Dass May eine enge Verbindung mit der EU aufrechterhalten wolle, sei völlig "fehl am Platz". Es würde nichts anderes bedeuten, als dass Großbritannien dazu verurteilt wäre, "ein Vasallenstaat" zu sein. Der Chequers-Plan komme einer Demütigung gleich. "Ich glaube", so Johnson, "dass wir mit einem ordentlichen Freihandelsabkommen nach Vorbild des europäisch-kanadischen Ceta-Vertrags auskommen können."

Der EU aber gehe es in erster Linie darum, an Großbritannien ein Exempel zu statuieren. Jenes, dass ein Austritt aus der Union nur mit großen Nachteilen und unter Schmerzen möglich sei.

Es sei auf keinen Fall ratsam, gleichzeitig halb inner- und halb außerhalb der EU sein zu wollen, sagte der Tory-Wortführer.
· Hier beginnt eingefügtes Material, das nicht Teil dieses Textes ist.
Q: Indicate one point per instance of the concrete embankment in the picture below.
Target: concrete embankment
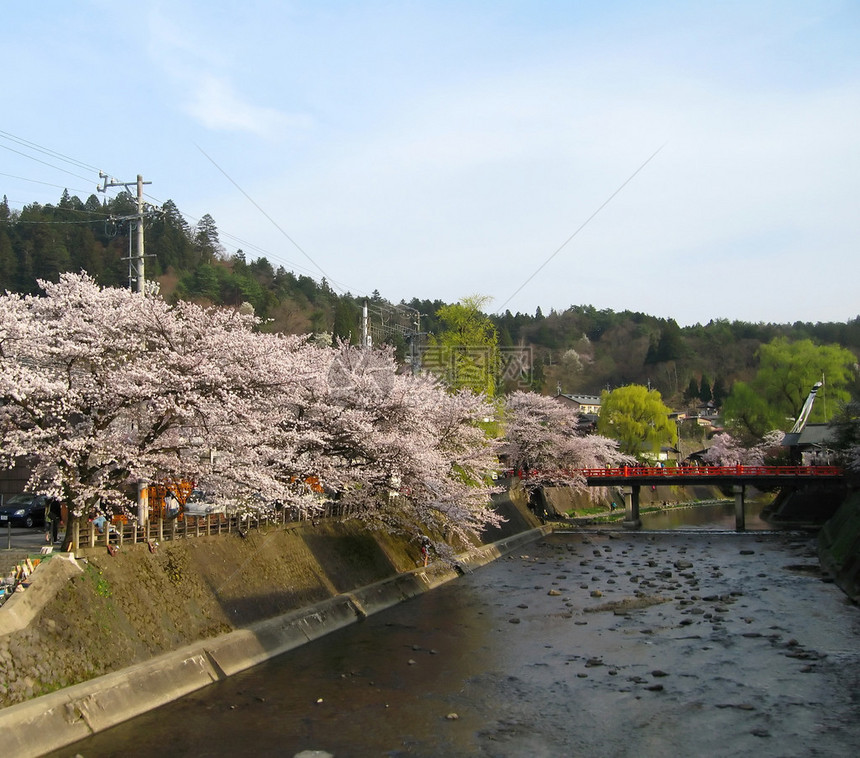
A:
(839, 547)
(241, 601)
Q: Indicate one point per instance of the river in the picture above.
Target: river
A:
(588, 643)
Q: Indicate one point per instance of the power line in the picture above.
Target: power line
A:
(33, 146)
(257, 206)
(46, 151)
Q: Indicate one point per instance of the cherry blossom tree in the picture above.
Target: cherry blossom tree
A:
(542, 438)
(392, 449)
(101, 388)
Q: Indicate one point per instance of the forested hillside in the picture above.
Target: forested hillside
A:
(579, 350)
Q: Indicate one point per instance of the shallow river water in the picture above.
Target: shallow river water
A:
(589, 643)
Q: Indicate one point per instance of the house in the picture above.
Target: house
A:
(811, 446)
(586, 404)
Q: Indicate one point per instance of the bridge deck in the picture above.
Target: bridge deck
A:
(763, 475)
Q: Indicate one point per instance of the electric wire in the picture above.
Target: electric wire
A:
(81, 164)
(259, 208)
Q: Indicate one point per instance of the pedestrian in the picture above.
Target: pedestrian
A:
(53, 516)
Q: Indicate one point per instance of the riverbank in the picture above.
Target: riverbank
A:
(118, 634)
(597, 642)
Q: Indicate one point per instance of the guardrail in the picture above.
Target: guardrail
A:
(187, 526)
(705, 471)
(674, 472)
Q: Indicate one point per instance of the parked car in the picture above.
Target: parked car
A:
(25, 509)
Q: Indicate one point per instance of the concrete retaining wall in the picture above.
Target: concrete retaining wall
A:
(60, 718)
(839, 547)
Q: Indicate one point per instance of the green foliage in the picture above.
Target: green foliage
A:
(612, 348)
(468, 346)
(637, 418)
(786, 374)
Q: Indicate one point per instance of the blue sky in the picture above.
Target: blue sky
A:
(443, 149)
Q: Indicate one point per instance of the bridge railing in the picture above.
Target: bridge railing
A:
(633, 472)
(675, 472)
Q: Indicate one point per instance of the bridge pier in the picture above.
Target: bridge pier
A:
(740, 523)
(631, 505)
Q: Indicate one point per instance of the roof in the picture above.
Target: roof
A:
(812, 435)
(582, 399)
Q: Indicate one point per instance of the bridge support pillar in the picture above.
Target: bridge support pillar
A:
(740, 524)
(631, 504)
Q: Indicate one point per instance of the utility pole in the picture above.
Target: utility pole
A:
(135, 263)
(136, 271)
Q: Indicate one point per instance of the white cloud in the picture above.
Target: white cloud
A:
(217, 106)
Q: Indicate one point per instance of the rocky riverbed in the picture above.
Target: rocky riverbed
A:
(591, 643)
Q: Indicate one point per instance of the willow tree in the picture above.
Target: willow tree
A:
(465, 354)
(787, 371)
(637, 418)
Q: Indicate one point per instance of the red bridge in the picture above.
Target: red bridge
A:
(767, 476)
(631, 478)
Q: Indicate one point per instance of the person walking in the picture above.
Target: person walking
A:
(53, 517)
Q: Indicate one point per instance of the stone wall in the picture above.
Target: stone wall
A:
(839, 547)
(118, 611)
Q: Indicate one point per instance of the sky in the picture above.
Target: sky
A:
(687, 160)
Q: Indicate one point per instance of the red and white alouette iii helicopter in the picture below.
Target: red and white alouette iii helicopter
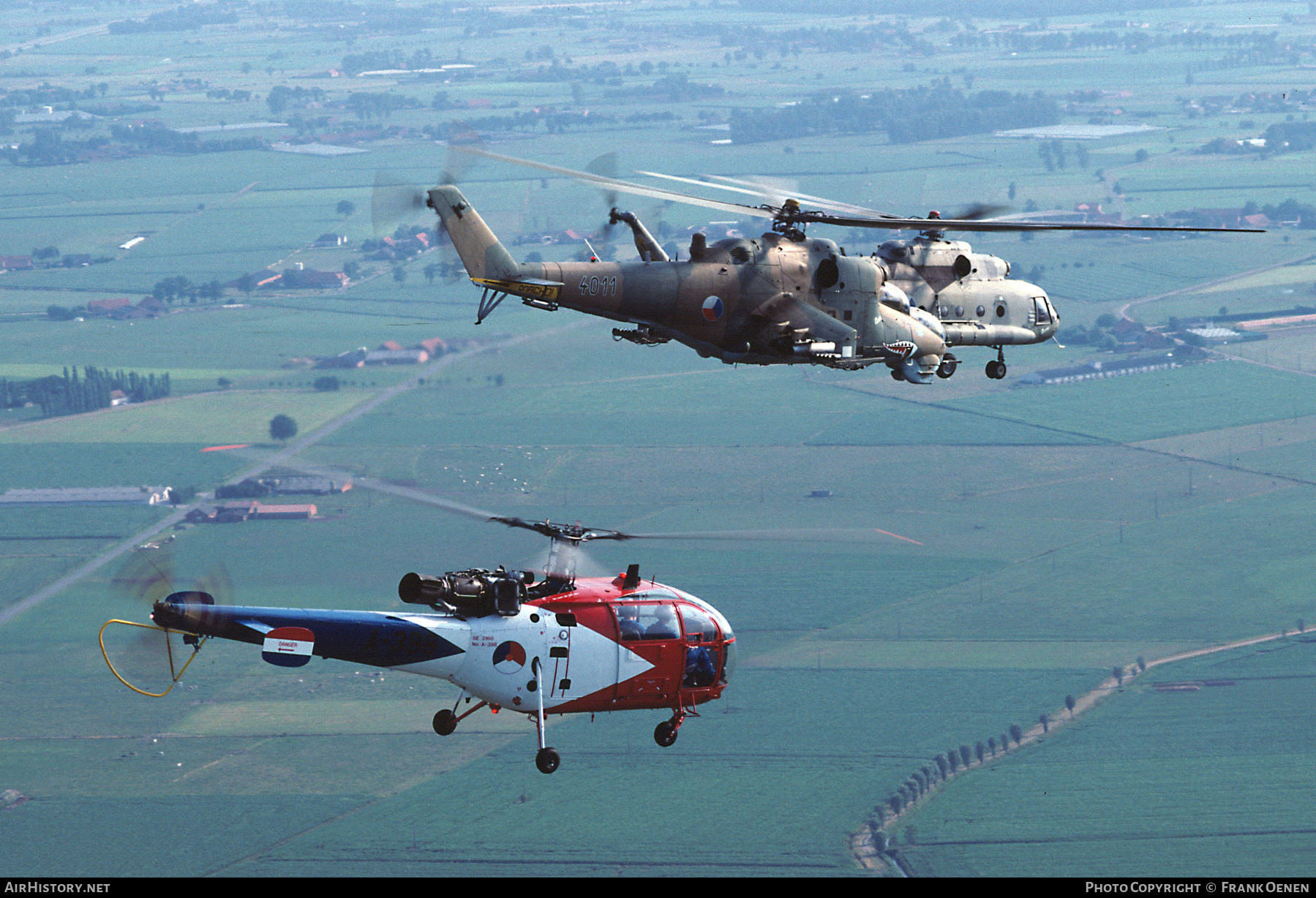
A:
(558, 646)
(785, 298)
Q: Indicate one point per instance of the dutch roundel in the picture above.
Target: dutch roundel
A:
(713, 308)
(508, 657)
(288, 647)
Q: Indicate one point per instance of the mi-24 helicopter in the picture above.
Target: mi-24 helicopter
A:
(512, 639)
(783, 298)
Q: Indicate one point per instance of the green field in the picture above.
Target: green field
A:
(986, 548)
(1210, 799)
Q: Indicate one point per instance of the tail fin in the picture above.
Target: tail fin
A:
(479, 249)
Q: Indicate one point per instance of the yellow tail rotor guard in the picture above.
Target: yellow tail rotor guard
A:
(176, 674)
Eine derartige Vorgangsweise sei "Gift". Der Plan, den May verfolge, sei nichts anderes als ein Versuch, die britischen Wähler in die Irre zu führen, erklärte Johnson unter lautem Applaus und "Bravo"-Rufen des rund 1000-köpfigen Publikums in Birmingham. Damit werde man lediglich die extreme Rechte, etwa Ukip, oder die extreme Linke in Form von Labour-Chef Jeremy Corbyn stärken.

Einem zweiten Referendum über den Brexit erteilte Johnson, der mit Fortdauer der Rede so richtig in Fahrt kam, ebenfalls eine klare Absage. Ein solcher Schritt werde das Misstrauen in die Politik an die Spitze treiben: "Wenn wir die Sache jetzt in den Sand setzen, dann werden uns die Menschen in diesem Land das so schnell nicht verzeihen." Der Plan, den May im Sinn habe, werde Großbritannien für Generationen unter dem Einfluss der Europäischen Union belassen. "Es würde bedeuten, dass die britische Wirtschaft und Industrie - unsere gesamte Wirtschaft - bis in alle Zukunft reguliert würde."
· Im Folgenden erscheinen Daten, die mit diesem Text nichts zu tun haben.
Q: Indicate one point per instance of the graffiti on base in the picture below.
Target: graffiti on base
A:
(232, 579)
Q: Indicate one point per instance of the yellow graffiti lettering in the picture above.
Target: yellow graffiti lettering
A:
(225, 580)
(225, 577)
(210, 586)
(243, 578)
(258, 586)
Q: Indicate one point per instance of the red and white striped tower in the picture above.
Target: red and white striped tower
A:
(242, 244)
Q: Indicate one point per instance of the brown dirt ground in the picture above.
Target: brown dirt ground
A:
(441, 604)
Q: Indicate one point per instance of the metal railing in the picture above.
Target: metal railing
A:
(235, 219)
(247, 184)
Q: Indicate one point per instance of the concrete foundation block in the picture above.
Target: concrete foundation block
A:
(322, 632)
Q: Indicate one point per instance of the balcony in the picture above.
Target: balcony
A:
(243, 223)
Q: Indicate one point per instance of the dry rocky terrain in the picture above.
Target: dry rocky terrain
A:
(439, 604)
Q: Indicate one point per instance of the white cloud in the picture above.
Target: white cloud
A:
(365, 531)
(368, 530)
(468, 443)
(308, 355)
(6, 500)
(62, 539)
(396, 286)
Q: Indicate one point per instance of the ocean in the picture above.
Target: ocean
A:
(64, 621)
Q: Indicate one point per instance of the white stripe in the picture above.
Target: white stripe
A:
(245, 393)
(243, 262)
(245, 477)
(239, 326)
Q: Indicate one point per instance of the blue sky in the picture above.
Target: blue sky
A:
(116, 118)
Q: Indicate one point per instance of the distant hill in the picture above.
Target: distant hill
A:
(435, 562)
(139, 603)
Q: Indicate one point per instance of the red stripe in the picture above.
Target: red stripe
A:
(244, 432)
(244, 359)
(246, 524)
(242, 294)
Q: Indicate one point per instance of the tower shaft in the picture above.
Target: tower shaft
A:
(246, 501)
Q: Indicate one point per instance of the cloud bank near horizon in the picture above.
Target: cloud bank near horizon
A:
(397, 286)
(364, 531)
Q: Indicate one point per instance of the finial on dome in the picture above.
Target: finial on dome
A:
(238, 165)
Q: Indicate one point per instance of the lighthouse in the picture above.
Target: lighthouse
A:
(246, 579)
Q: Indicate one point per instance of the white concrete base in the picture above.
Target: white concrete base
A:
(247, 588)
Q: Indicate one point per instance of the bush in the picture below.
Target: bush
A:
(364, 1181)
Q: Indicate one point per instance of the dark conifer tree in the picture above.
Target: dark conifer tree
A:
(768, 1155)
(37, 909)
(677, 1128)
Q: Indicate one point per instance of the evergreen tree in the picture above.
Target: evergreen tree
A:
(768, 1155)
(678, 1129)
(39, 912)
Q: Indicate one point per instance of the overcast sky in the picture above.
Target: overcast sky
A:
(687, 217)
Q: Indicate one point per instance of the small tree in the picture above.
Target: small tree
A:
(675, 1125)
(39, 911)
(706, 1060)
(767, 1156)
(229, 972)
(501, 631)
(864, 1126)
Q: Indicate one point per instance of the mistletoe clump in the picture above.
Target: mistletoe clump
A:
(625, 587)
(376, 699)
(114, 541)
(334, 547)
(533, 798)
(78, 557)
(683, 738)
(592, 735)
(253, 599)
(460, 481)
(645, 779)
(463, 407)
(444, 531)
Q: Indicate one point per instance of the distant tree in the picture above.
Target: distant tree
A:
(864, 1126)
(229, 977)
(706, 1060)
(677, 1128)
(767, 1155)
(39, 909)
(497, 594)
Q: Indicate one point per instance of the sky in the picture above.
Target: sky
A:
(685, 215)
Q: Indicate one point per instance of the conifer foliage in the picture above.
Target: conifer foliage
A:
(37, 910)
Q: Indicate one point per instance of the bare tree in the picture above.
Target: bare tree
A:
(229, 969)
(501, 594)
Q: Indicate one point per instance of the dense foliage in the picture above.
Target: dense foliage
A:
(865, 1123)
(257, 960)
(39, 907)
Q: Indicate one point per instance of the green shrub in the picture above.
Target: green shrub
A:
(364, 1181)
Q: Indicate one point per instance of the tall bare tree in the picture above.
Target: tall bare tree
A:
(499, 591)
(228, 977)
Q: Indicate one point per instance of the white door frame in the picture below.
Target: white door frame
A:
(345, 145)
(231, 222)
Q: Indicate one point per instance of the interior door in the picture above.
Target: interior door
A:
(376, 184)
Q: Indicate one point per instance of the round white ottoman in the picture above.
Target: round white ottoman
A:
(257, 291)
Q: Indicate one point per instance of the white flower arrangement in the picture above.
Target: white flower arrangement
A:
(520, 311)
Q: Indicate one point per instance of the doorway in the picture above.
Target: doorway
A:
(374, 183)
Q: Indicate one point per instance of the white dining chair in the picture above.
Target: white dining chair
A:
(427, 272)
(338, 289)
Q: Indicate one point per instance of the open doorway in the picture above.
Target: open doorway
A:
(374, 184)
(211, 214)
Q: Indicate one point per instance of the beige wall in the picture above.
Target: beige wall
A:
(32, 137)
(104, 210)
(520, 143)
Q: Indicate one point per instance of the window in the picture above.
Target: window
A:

"Egal, mit was die EU in Zukunft daherkommen würde: Es würde bedeuten, dass wir diesen Nonsens implementieren müssten ohne jede Chance, das zu ändern oder uns zu widersetzen." Das wäre laut Johnson "kein Kompromiss", sondern "gefährlich und unsicher".

Nach der Rede war für die meisten Beobachter klar, dass der Politiker am Stuhl der Premierministerin sägt, ohne offen deren Rücktritt zu fordern. Laut den britischen Buchmachern hat er eine gute Chance, May bald an der Spitze der Regierung abzulösen.

Keine Alternative

Ebenso klar ist für Analysten auf beiden Seiten des Ärmelkanals, dass Johnson abseits großer Worte keine wirklich realistische politische Alternative zu bieten hat. Er macht - wie andere überzeugte Brexiteers - die Rechnung ohne den Wirt. Die Bedeutung, der Einfluss und die Gestaltungsmöglichkeiten der britischen Regierung werden bei den stolzen Verfechtern britischer Eigenständigkeit maßlos über-, die Möglichkeiten Brüssels aber unterschätzt.
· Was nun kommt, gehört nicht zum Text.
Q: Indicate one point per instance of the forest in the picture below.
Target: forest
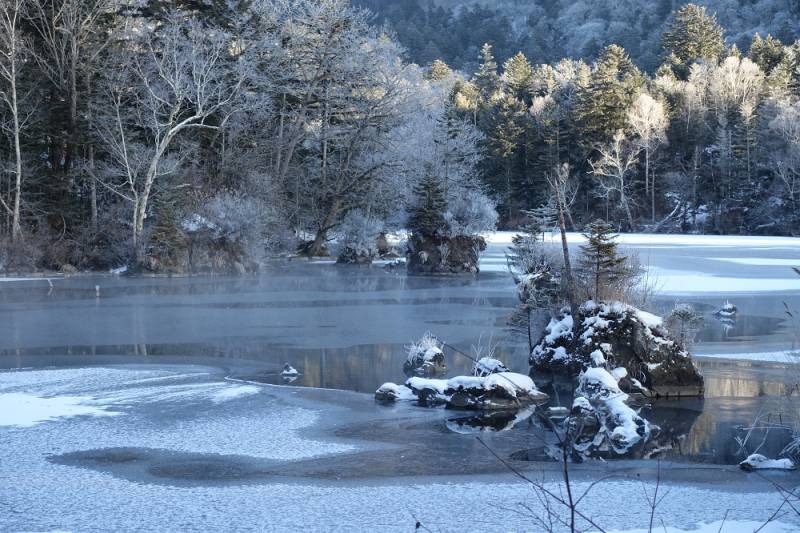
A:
(219, 133)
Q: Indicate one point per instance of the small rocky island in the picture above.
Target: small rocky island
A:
(631, 342)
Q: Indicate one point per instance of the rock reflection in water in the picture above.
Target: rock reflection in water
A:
(490, 421)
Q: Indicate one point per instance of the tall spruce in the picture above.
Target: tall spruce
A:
(604, 268)
(692, 35)
(486, 78)
(603, 106)
(426, 217)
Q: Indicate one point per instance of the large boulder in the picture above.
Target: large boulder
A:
(618, 335)
(601, 422)
(425, 358)
(499, 390)
(444, 255)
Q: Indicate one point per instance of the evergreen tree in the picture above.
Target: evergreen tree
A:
(603, 268)
(693, 35)
(766, 53)
(518, 78)
(486, 79)
(603, 105)
(438, 71)
(426, 217)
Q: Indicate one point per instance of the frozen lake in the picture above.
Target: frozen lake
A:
(126, 397)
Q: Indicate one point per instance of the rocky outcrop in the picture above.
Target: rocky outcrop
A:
(487, 365)
(498, 391)
(618, 336)
(444, 255)
(502, 390)
(601, 423)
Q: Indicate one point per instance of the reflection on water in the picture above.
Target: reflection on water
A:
(346, 328)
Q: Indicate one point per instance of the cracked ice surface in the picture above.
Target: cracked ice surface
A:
(158, 409)
(177, 410)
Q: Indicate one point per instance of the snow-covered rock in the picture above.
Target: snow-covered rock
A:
(618, 336)
(759, 462)
(601, 421)
(728, 310)
(491, 421)
(487, 365)
(500, 390)
(289, 370)
(391, 392)
(425, 357)
(444, 255)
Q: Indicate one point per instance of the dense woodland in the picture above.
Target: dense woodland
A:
(184, 135)
(546, 31)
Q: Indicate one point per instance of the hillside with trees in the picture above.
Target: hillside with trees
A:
(208, 135)
(547, 31)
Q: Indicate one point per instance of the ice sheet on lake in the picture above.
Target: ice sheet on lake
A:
(39, 495)
(780, 356)
(728, 526)
(25, 410)
(759, 261)
(658, 239)
(669, 281)
(190, 412)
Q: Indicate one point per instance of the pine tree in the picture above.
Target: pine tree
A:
(426, 217)
(518, 78)
(766, 53)
(438, 71)
(601, 264)
(486, 79)
(693, 35)
(603, 105)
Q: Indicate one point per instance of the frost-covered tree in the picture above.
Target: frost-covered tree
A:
(613, 169)
(648, 122)
(604, 270)
(14, 52)
(426, 216)
(175, 80)
(692, 35)
(612, 88)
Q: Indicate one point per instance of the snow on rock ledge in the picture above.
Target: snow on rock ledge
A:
(759, 462)
(487, 365)
(618, 335)
(501, 390)
(425, 357)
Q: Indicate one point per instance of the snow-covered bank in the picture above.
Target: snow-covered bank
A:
(60, 402)
(780, 356)
(691, 264)
(669, 281)
(724, 526)
(665, 239)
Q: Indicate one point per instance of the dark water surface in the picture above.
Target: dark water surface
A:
(346, 328)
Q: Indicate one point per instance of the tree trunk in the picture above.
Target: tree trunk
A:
(16, 227)
(90, 148)
(571, 296)
(317, 247)
(627, 207)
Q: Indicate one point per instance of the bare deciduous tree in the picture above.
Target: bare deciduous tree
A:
(649, 122)
(13, 52)
(613, 167)
(173, 80)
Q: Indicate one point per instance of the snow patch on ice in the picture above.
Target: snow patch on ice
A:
(26, 410)
(231, 393)
(758, 261)
(727, 526)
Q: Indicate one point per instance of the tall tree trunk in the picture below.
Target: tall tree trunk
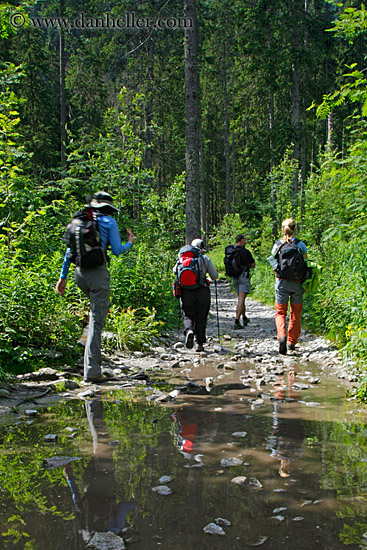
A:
(233, 173)
(226, 134)
(330, 139)
(62, 91)
(149, 106)
(295, 125)
(192, 126)
(271, 146)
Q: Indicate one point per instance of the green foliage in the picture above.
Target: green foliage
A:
(228, 230)
(32, 315)
(143, 278)
(133, 329)
(163, 217)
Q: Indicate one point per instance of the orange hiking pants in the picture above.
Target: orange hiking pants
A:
(285, 290)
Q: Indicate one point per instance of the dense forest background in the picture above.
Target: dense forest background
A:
(232, 117)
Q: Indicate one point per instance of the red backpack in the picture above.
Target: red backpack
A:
(189, 274)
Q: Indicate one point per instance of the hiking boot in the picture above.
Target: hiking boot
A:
(283, 345)
(96, 379)
(189, 340)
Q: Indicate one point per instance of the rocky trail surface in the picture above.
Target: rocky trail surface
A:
(255, 344)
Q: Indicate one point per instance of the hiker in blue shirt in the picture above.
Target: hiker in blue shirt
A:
(95, 282)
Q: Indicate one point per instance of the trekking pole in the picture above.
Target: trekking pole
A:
(216, 302)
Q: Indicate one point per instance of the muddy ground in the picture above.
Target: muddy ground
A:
(256, 344)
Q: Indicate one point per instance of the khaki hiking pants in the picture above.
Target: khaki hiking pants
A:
(95, 283)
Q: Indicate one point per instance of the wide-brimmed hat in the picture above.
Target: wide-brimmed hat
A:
(101, 199)
(199, 243)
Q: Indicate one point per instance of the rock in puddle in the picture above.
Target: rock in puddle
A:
(278, 518)
(50, 438)
(254, 482)
(259, 542)
(105, 541)
(233, 461)
(239, 480)
(239, 434)
(165, 479)
(222, 521)
(162, 490)
(58, 461)
(213, 529)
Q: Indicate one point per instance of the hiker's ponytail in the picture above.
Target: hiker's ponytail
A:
(289, 227)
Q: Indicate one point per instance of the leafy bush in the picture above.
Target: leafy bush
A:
(32, 316)
(143, 278)
(133, 329)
Gegenüber dem britischen Boulevardblatt "Sun" erklärte Johnson bereits ausführlich, was er als Erstes tun würde, wenn er britischer Premier wäre: den Stichtag für den Brexit, den 29. März 2019, mindestens um sechs Monate hinauszögern, um die Verhandlungen "wieder in Schwung zu bringen". Wie bei den meisten Ideen Johnsons ist aber völlig unklar, ob die EU dem zustimmt.

Kurz vor dem Parteitag ist der Ex-Minister zudem mit Vorschlägen zur Lösung des Irland-Problems an die Öffentlichkeit gegangen. Er schlug vor, die Zollkontrollen, die nach dem Brexit fällig werden, abseits der eigentlichen Grenze mit modernen technischen Methoden vorzunehmen, um eine harte Grenze zu vermeiden.

Das Ende der Freizügigkeit

Knapp vor Johnsons Rede hat May angekündigt, dass sie nach dem Brexit den bevorzugten Status für Arbeitnehmer aus der EU beenden wolle. Nach 2019 werde es neue Regeln für die Einwanderung geben, mit der Bevorzugung von EU-Arbeitskräften sei dann Schluss: "Zum ersten Mal seit Jahrzehnten wird dieses Land selbst kontrollieren und auswählen, wen wir hierherkommen lassen wollen", pries May die geplanten Restriktionen.

Das neue System werde es ermöglichen, die Einwanderung gering qualifizierter Arbeitskräfte und die Zuwanderung insgesamt einzuschränken. Die Briten hätten zu lang das Gefühl gehabt, dass sie "ignoriert" und ihre Anliegen "nicht ernst genug" genommen würden.

Ein Weißbuch zur Einwanderung soll es diesen Herbst geben, ein Gesetzesentwurf könnte 2019 vorgelegt werden.